With the Thanksgiving season upon us, families all over the United States are thinking about the many things that they are grateful for. Some parents find that their teenagers seem to be anything but grateful, and this can be frustrating. It is developmentally appropriate for teens to be somewhat self-centered and this can lead to them seeming ungrateful, but many teens also have a hard time expressing their gratitude. Read on for some tips on teaching your teen how to be grateful and how to show their gratitude.
Although it might seem as though your teen isn’t using you as a role model anymore, this could not be further from the truth. He or she is watching you to see how you react to situations and how you conduct yourself in your daily life. If you want your teen to be grateful, be sure that you are modeling gratitude. How can you do this? Try some of the following:
- Talk about the good things that happen to you each day. One good idea is to touch base as a family (at dinner or in the evening) to ask each person what their favorite part of the day was.
- Always thank cashiers, waiters, and other people in the community who help you. Even though they are being paid to do their jobs, they still enjoy hearing “thank you,” and your teen is learning how to treat other people from you.
- Talk about the need to call or write grandparents and other relatives or friends who send gifts. This is particularly important if you live far away from your extended families and might not have a close in-person relationship with them. If you receive a gift from one of your parents, for example, be sure to mention that you are going to call and thank them.
- Thank your teen. If your adolescent unloads the dishwasher, vacuums the living room, or feeds the dog with or without you asking, be sure to thank them. Do this even if it is one of their regular chores.
Encourage a Gratitude Journal
Many teens like to journal, and a gratitude journal is a good way for anyone to be more intentional about being thankful for the good things that happen in their lives. Encourage your son or daughter to write down a few things they’re grateful for each day or a few days per week. At first, this might seem difficult, but over time, your teen will get more and more used to looking for small things to be grateful for and will be able to think of them at the end of each day.
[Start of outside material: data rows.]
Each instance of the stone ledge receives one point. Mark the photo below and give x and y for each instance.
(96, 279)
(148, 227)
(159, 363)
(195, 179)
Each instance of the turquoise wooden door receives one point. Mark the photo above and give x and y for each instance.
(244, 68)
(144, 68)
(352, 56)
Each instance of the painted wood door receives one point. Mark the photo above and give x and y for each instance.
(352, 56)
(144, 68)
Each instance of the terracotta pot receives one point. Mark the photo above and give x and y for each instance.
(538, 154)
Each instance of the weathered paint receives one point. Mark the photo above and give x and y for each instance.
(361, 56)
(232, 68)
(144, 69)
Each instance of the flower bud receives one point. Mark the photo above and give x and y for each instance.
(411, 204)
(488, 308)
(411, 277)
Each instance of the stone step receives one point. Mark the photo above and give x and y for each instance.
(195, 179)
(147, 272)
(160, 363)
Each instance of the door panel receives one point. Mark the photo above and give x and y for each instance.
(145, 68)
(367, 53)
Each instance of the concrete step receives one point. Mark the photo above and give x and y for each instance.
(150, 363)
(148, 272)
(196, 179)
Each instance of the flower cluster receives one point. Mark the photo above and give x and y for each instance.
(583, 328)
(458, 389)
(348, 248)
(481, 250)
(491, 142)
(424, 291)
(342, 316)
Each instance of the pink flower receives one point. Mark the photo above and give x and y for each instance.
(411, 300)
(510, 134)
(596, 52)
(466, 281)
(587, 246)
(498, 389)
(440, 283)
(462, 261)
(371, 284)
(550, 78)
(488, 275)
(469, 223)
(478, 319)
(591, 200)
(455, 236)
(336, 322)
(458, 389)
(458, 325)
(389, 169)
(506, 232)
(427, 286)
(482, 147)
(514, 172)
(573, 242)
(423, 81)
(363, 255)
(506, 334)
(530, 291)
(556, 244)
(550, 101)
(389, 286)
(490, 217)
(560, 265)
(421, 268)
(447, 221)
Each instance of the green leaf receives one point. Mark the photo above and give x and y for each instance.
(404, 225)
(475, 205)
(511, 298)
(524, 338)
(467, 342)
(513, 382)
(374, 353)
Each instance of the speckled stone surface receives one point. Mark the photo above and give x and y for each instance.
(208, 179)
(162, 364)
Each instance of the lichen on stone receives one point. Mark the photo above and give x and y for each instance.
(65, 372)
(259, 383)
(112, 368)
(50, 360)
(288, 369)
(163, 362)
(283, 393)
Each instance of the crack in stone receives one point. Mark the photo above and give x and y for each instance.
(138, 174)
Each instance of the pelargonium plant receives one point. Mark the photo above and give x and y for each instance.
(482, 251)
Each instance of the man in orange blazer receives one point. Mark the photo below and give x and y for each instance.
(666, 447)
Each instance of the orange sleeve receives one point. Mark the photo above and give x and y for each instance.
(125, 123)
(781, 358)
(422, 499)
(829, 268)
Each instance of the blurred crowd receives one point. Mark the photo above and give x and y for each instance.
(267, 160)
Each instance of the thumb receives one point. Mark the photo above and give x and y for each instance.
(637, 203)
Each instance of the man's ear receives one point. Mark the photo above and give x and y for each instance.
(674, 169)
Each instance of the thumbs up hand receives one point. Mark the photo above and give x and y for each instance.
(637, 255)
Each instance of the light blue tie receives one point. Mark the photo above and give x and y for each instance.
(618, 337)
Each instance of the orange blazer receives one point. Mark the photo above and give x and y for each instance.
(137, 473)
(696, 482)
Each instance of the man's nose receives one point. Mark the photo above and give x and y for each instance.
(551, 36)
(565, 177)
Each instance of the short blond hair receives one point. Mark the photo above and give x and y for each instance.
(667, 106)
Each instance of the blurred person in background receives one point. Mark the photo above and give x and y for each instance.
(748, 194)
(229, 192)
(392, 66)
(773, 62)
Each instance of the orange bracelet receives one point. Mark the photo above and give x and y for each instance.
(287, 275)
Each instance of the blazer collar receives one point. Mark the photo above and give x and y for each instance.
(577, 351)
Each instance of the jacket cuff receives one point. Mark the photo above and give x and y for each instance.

If your teen doesn’t know where to start, encourage him or her to think about the best thing that happened to them that day. Think about who was involved; are they grateful for that person or for the circumstances? If they need more nudging, ask whether they enjoyed what they ate that day, if the weather was nice, and if anyone helped them with anything. These types of suggestions will often get their gears turning.
Take Your Teen to Volunteer
Knowing that you have more than someone else, including extra time, can cause anyone to be more grateful. Expecting teenagers to volunteer is a regular part of many school districts; in many areas, teens can’t graduate from high school or qualify for certain scholarships unless they have invested a certain number of hours toward volunteering. If your teen doesn’t have this requirement for school, you can create the requirement on your own.
Encourage your teen to volunteer to help someone in some way. There are so many different types of volunteer opportunities available that your teen is sure to find something that sparks his or her passion. Some ideas to consider might be volunteering at an animal shelter, working in a church nursery, delivering water to hospital patients, building homes with an organization like Habitat for Humanity, volunteering at the library, and reaching out to various nonprofit organizations in your area to see what the needs are.
Make Sure Your Teen Has Responsibilities at Home
Another way to help your teen to be more grateful is to be sure that he or she knows what type of effort goes into keeping a home running. If you do everything for your teen, they might not realize that you are putting time and effort into the various necessary tasks. For example, if dinner appears on the table every night, the dishes are whisked away and return to the cabinets clean and shiny, and their dirty laundry disappears only to reappear clean and folded in their drawers the next day, it would be easy for your teen to not comprehend the work that went into those chores.
Make sure your adolescent has chores and responsibilities around the house. They can, of course, pitch in with cooking, cleaning up, scrubbing the bathroom that they use, doing their laundry, and so on. They can also take care of a pet, do the grocery shopping (if they drive), and handle some yard work. Don’t be afraid to put your teen to work; it will help prepare them for adult life and will also help them to be more grateful for all of the chores that someone else takes care of.
Practice Makes Perfect
Keep in mind that none of these suggestions will magically result in a more grateful teen. Some of the suggestions might seem trite or forced at first, and that’s okay. What matters is that your teen practices an attitude of gratitude now so that it becomes second nature within time. Grateful people are more pleasant to be around and can make the most out of negative situations. Being more thankful is a great skill that will serve your teen well in life, so take some time this month and every month to encourage your teen to cultivate more gratitude and to express it to those he or she is thankful for.